Now, you might be wondering how best to select a tag management system that’s right for you, as there are many on the market. Following are three questions to consider when searching for the right tag management solution.

1. Does the System Manage the Full Universe of Tags?

Have you ever bought a device only to find out it doesn’t have all the features you want, and nobody is building apps or games for it? The same goes with tags. A tag management system needs to be able to manage any and all tags, and assist with associated privacy and reporting challenges.

  • It’s easy to get hypnotized by a slick interface, but if the system only simplifies basic marketing pixels, then you’re selling yourself short. You don’t want to find out three months later that you need a new system to manage and trial more complex tags like A/B testing, live chat, segmentation, attribution, social widgets, etc.
  • Ask prospective solutions providers for multiple live examples of clients running complex tags.
  • Does the system “eject” tags that are blocking the page so your page loads faster, or does it simply add to the problem by manipulating their code?

2. Is the Vendor Open and Agnostic?

If you choose a solution such as your agency’s in-house tool, or a data provider or ad server to provide basic tag management services (known as a simple container), will the vendor ensure that it works seamlessly with competitors’ tags?

Also, who owns the data, and who else has access to that solution? What happens when you have to change agencies, analytics, ad servers or data providers? You’ll find yourself boxed in with no way out. Don’t let the fox build the henhouse.

  • Be sure to work with a solution that’s open and agnostic to all vendors, and do your own due diligence (don’t just rely on the agency or vendor’s opinion).
  • In any whitepapers you read, do they mention just “one” solution — or do they include others?
  • Keep in mind that if you’re using the same tool that provides all your other tags and pixels (e.g. analytics, data, and retargeting), then it will be problematic if you ever want to change any of those particular systems.

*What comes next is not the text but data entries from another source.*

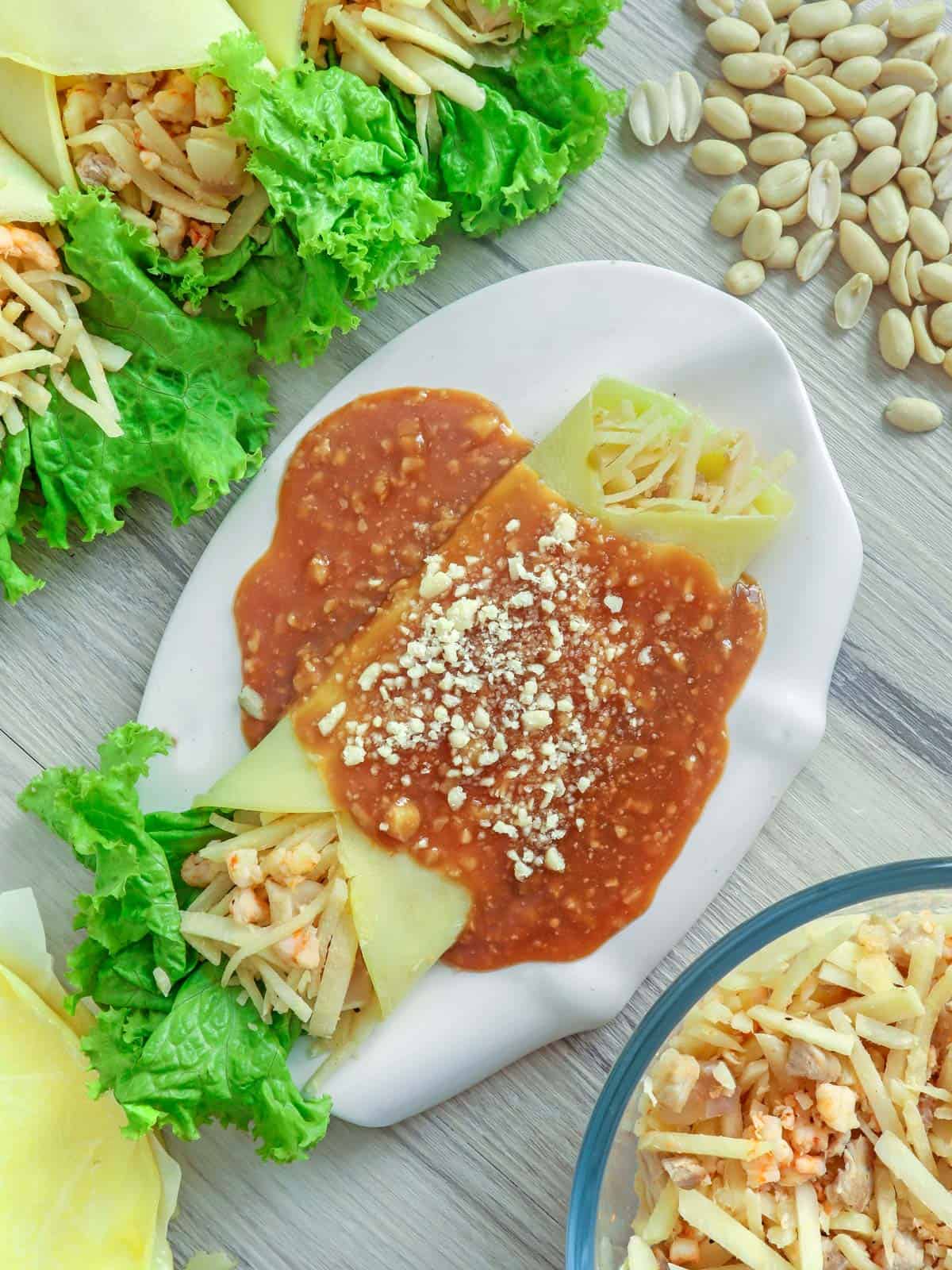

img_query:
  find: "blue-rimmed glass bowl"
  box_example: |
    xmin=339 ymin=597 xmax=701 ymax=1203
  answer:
xmin=565 ymin=860 xmax=952 ymax=1270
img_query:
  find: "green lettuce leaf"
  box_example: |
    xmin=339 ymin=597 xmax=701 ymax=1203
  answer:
xmin=484 ymin=0 xmax=624 ymax=55
xmin=207 ymin=33 xmax=449 ymax=307
xmin=216 ymin=224 xmax=359 ymax=366
xmin=148 ymin=237 xmax=256 ymax=309
xmin=19 ymin=722 xmax=330 ymax=1162
xmin=29 ymin=190 xmax=269 ymax=548
xmin=19 ymin=722 xmax=188 ymax=988
xmin=81 ymin=1010 xmax=161 ymax=1099
xmin=105 ymin=963 xmax=330 ymax=1164
xmin=433 ymin=32 xmax=624 ymax=235
xmin=0 ymin=429 xmax=43 ymax=603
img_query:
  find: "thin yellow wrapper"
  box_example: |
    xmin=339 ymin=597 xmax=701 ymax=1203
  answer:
xmin=197 ymin=375 xmax=779 ymax=1014
xmin=0 ymin=59 xmax=78 ymax=191
xmin=0 ymin=137 xmax=56 ymax=225
xmin=0 ymin=0 xmax=245 ymax=75
xmin=0 ymin=967 xmax=170 ymax=1270
xmin=525 ymin=379 xmax=793 ymax=587
xmin=601 ymin=506 xmax=779 ymax=587
xmin=231 ymin=0 xmax=307 ymax=70
xmin=194 ymin=715 xmax=334 ymax=813
xmin=338 ymin=813 xmax=472 ymax=1018
xmin=523 ymin=390 xmax=605 ymax=516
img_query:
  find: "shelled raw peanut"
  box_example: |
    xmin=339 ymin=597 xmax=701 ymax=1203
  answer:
xmin=632 ymin=0 xmax=952 ymax=430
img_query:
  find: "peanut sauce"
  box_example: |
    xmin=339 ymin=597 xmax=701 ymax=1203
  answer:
xmin=233 ymin=387 xmax=529 ymax=745
xmin=294 ymin=464 xmax=766 ymax=970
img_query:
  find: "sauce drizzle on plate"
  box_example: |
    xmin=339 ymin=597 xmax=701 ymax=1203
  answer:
xmin=233 ymin=387 xmax=529 ymax=745
xmin=294 ymin=465 xmax=766 ymax=970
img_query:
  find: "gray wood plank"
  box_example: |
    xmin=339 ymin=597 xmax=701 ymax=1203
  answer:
xmin=0 ymin=0 xmax=952 ymax=1270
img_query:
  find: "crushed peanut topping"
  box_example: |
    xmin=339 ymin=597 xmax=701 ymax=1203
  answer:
xmin=296 ymin=466 xmax=763 ymax=965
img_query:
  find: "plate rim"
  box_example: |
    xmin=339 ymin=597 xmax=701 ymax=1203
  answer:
xmin=138 ymin=260 xmax=862 ymax=1124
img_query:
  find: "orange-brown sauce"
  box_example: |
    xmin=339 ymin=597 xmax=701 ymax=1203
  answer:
xmin=235 ymin=387 xmax=529 ymax=745
xmin=294 ymin=465 xmax=766 ymax=970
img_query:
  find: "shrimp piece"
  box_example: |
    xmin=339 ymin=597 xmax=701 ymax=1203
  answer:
xmin=23 ymin=314 xmax=60 ymax=348
xmin=62 ymin=80 xmax=104 ymax=137
xmin=278 ymin=926 xmax=321 ymax=970
xmin=264 ymin=841 xmax=321 ymax=887
xmin=188 ymin=221 xmax=214 ymax=252
xmin=0 ymin=225 xmax=60 ymax=271
xmin=152 ymin=71 xmax=195 ymax=129
xmin=156 ymin=207 xmax=188 ymax=260
xmin=195 ymin=75 xmax=232 ymax=127
xmin=227 ymin=847 xmax=264 ymax=887
xmin=182 ymin=855 xmax=220 ymax=887
xmin=125 ymin=71 xmax=159 ymax=102
xmin=228 ymin=887 xmax=271 ymax=926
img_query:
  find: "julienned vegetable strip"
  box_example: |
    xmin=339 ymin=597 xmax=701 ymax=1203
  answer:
xmin=21 ymin=724 xmax=330 ymax=1162
xmin=0 ymin=0 xmax=620 ymax=601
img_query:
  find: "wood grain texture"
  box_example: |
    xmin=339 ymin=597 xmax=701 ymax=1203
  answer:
xmin=0 ymin=0 xmax=952 ymax=1270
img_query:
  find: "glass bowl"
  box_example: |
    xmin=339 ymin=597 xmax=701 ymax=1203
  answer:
xmin=565 ymin=860 xmax=952 ymax=1270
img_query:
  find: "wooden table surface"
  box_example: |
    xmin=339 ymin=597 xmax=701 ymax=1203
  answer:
xmin=0 ymin=0 xmax=952 ymax=1270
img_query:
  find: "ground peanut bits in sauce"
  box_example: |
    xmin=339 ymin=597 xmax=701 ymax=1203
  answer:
xmin=294 ymin=464 xmax=764 ymax=969
xmin=235 ymin=387 xmax=529 ymax=745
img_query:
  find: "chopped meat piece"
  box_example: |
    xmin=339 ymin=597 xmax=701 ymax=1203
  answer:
xmin=76 ymin=151 xmax=132 ymax=193
xmin=787 ymin=1040 xmax=840 ymax=1081
xmin=816 ymin=1081 xmax=859 ymax=1133
xmin=823 ymin=1238 xmax=848 ymax=1270
xmin=891 ymin=1230 xmax=925 ymax=1270
xmin=652 ymin=1049 xmax=701 ymax=1111
xmin=827 ymin=1137 xmax=872 ymax=1213
xmin=662 ymin=1156 xmax=707 ymax=1190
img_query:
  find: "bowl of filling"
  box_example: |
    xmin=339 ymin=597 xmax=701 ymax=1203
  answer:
xmin=566 ymin=860 xmax=952 ymax=1270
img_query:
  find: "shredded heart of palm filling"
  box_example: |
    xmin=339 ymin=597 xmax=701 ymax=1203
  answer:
xmin=624 ymin=913 xmax=952 ymax=1270
xmin=0 ymin=225 xmax=131 ymax=441
xmin=60 ymin=71 xmax=269 ymax=260
xmin=182 ymin=813 xmax=376 ymax=1076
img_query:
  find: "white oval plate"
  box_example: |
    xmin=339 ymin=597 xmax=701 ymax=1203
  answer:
xmin=140 ymin=263 xmax=862 ymax=1126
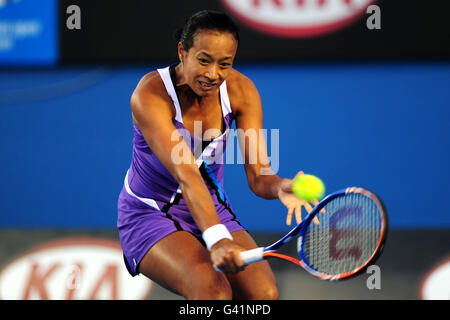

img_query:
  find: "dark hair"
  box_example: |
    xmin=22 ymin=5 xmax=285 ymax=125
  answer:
xmin=174 ymin=10 xmax=239 ymax=51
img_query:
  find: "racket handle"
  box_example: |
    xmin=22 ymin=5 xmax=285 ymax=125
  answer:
xmin=213 ymin=247 xmax=264 ymax=272
xmin=241 ymin=247 xmax=264 ymax=265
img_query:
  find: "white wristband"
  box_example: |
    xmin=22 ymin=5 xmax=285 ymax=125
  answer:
xmin=202 ymin=224 xmax=233 ymax=250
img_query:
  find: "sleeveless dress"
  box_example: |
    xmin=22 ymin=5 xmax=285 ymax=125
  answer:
xmin=117 ymin=65 xmax=245 ymax=276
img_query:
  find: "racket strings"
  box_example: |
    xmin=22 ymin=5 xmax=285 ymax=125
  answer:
xmin=302 ymin=194 xmax=382 ymax=275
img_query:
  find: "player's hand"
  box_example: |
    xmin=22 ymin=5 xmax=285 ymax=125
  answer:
xmin=278 ymin=171 xmax=325 ymax=226
xmin=211 ymin=239 xmax=245 ymax=273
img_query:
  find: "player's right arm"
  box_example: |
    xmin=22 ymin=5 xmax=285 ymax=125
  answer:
xmin=130 ymin=71 xmax=243 ymax=272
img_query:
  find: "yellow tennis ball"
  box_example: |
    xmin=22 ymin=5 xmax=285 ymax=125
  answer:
xmin=292 ymin=174 xmax=325 ymax=202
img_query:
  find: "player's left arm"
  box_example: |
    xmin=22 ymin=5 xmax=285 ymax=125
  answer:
xmin=227 ymin=71 xmax=291 ymax=199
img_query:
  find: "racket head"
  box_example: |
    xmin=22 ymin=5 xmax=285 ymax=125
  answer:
xmin=297 ymin=187 xmax=388 ymax=281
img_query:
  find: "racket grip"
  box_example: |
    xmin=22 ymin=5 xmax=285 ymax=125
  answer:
xmin=241 ymin=247 xmax=264 ymax=265
xmin=213 ymin=247 xmax=264 ymax=272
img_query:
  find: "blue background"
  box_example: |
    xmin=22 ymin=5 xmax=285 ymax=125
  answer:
xmin=0 ymin=0 xmax=59 ymax=66
xmin=0 ymin=63 xmax=450 ymax=231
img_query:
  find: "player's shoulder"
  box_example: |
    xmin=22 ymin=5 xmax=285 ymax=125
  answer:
xmin=134 ymin=70 xmax=166 ymax=94
xmin=130 ymin=70 xmax=173 ymax=116
xmin=227 ymin=69 xmax=254 ymax=92
xmin=227 ymin=69 xmax=259 ymax=107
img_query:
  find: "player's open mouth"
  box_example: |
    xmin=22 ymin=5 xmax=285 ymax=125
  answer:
xmin=199 ymin=81 xmax=215 ymax=90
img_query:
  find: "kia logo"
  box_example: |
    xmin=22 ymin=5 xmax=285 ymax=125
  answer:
xmin=222 ymin=0 xmax=375 ymax=38
xmin=0 ymin=237 xmax=153 ymax=300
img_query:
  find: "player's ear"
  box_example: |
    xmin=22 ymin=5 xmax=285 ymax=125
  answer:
xmin=177 ymin=42 xmax=185 ymax=62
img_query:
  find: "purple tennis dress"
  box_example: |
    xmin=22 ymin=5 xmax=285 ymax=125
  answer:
xmin=117 ymin=65 xmax=245 ymax=276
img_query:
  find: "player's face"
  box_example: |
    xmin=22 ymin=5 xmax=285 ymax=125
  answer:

3. How Scalable and Reliable Is This Tool. Is It New?

Be sure you can rely on this solution. If your site goes down, then you have defeated the purpose of managing tags. Following are some questions to explore:

  • How is it hosted? What is the company size, how long has it been in business, what’s its customer service approach, where are its office locations?
  • What does the solution mean to your PRIVACY efforts?
    Server-side tagging (where one tag passes data to all other tags) looks hot, but the premise of this solution makes privacy, transparency and opt-out very difficult — if not impossible — to enforce, as it obfuscates your data collection activities from your users. In a “privacy and transparency” aware world — ask your vendor how it manages the question when a user asks “where is my data going?”
  • Who else in your sector is using this platform, for how long and why?
  • Ask for references, live examples and ALWAYS ask providers how they differ from their competition — it provides more questions for you to follow up with.
  • AirMiles are never truly free. If the price is free or too good to be true, there’s likely a hidden cost somewhere. Better ways to approach the cost:

    • Work out your IT costs and how much money you will save in the long run
    • Can you save money through de-duplication of media (do not load affiliate tags)
    • How much money can you negotiate off — if vendors know you can remove them instantly?

    More and more, our industry is moving toward a data-driven media ecosystem with technical and regulatory challenges. As a result, there will continue to be more and more pixels, tags and widgets that you need to trial, and more digital touchpoints that you need to combine and track in one report. Investing time in researching tag management systems now will save you a lot of pain and money in the future.

    Chris Brinkworth is CMO of TagMan.